If you're interested in the role of follistatin in (rather in relation to) aging, you're lucky because I accidentally uploaded a paid paper couple of days ago which has some information about that.
https://www.dropbox....en2016.pdf?dl=0
Granted not everyone develops diabetes as they age but quite a few people have pre-diabetic symptoms and this has some implications about how much you can actually get out of exercise if you're in that group. It doesn't give a clear answer if getting extra follistatin would help - in fact like in most cases when it comes to these proteins and their quantities in there is no clear answer.
Be very clear that this paper is not about your glucose levels ("prediabetes") but is rather about your *insulin* levels relative to glucagon. The distinction is worth making because not all prediabetes is the same. Sometimes prediabetes is about insulin resistance (so insulin levels go and stay high), but other times it may not reflect that.
I found an incredible rodent paper that demonstrates that during periods of starvation, when the body starts autophagy, that glucose levels *rise* while insulin continues to trend down:
https://www.ncbi.nlm...les/PMC3149698/
The study is fascinating because the control group is rats that are genetically disabled to do autophagy.

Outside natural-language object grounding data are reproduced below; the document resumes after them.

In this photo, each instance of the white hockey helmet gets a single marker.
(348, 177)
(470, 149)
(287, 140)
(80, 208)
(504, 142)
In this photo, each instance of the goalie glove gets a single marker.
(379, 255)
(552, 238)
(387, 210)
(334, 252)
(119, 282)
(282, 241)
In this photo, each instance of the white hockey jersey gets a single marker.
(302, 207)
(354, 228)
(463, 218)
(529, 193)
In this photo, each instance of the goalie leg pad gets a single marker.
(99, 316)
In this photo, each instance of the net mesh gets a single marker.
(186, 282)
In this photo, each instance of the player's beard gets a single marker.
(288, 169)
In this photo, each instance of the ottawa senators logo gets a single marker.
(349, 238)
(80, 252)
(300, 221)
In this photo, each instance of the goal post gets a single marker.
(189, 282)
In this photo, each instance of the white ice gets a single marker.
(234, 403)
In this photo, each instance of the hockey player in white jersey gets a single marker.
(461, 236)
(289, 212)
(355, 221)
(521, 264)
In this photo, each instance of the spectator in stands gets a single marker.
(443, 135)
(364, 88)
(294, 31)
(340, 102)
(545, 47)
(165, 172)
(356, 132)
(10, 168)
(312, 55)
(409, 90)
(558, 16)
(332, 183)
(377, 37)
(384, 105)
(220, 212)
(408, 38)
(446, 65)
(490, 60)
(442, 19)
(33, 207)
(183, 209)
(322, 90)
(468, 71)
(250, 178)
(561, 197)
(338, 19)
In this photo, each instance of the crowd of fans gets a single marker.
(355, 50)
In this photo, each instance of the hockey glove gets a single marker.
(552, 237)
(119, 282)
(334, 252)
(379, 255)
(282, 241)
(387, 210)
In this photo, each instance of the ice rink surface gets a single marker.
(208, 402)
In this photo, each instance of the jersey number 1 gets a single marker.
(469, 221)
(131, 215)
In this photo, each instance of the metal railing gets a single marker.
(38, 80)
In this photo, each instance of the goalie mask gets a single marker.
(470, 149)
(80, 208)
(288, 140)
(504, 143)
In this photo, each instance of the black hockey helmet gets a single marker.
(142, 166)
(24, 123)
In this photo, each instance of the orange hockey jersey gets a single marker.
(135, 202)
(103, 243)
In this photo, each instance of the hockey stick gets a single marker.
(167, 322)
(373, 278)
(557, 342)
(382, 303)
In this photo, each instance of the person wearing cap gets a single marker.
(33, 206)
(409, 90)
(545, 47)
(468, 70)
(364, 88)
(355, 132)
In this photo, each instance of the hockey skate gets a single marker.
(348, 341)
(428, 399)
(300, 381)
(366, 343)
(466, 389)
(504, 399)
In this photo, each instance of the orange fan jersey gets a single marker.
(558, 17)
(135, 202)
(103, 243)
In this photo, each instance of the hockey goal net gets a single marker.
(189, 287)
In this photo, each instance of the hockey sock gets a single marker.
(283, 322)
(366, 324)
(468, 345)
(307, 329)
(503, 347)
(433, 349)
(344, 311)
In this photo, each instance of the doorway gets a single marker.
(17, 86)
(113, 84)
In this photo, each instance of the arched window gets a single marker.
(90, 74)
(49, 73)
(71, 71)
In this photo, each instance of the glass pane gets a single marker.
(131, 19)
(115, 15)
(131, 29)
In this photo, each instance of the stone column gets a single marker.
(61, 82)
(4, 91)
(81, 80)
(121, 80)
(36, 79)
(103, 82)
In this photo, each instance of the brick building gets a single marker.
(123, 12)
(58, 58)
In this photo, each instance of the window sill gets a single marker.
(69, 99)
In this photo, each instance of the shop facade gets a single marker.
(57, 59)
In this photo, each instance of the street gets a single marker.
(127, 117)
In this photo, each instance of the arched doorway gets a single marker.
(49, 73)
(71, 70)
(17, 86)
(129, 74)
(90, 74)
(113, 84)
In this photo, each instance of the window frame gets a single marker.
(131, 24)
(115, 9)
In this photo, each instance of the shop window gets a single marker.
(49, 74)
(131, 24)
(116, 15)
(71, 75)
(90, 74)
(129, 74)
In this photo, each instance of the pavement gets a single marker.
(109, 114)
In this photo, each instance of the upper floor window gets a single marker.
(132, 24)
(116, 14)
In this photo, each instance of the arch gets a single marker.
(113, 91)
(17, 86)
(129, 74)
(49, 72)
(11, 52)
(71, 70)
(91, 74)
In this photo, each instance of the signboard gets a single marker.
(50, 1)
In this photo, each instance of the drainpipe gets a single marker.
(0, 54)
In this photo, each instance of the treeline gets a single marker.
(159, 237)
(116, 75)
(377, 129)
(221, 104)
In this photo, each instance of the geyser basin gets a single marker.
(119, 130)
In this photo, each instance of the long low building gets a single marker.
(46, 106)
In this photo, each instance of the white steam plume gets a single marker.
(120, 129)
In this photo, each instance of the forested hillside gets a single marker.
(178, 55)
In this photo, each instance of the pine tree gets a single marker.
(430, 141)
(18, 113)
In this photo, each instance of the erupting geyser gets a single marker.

When they look at starvation in both groups, sometime around hours 19 to 23 for the group that can do autophagy:
1) Free amino acids surge
2) Glucose levels go sharply up
3) Insulin levels continue to trend down, even in face of higher glucose
4) Glucagon continues to slightly trend up
What appears to be happening here is autophagy releases amino acids from inside of the cells. Autophagy is eating defective proteins, mitochondria, viruses, and bacteria, and these are producing large amounts of free amino acids. The FAA are then feeding gluconeogenesis to produce glucose.
This raises the question in adult humans with "prediabetes" is the cause of the high glucose level a) insulin resistance or b) autophagy? In my own case, I intermittent fast, and I have noticed that my glucose levels never come below 100 mg/dL during my fast. So even though I have no food to stimulate glucose higher or raise insulin, my glucose stays high. After I eat my first meal, glucose trends down, probably as a response to insulin going high after the meal. I am fairly sure that if we measured my metabolites during the fast, you would see stable rising glucagon and falling (and probably very low) insulin.
I am starting to wonder if much of adult prediabetes may in fact reflect a lot of collected garbage in our cells and the body being overwhelmed by trying to clean this out by autophagy in the overnight fast.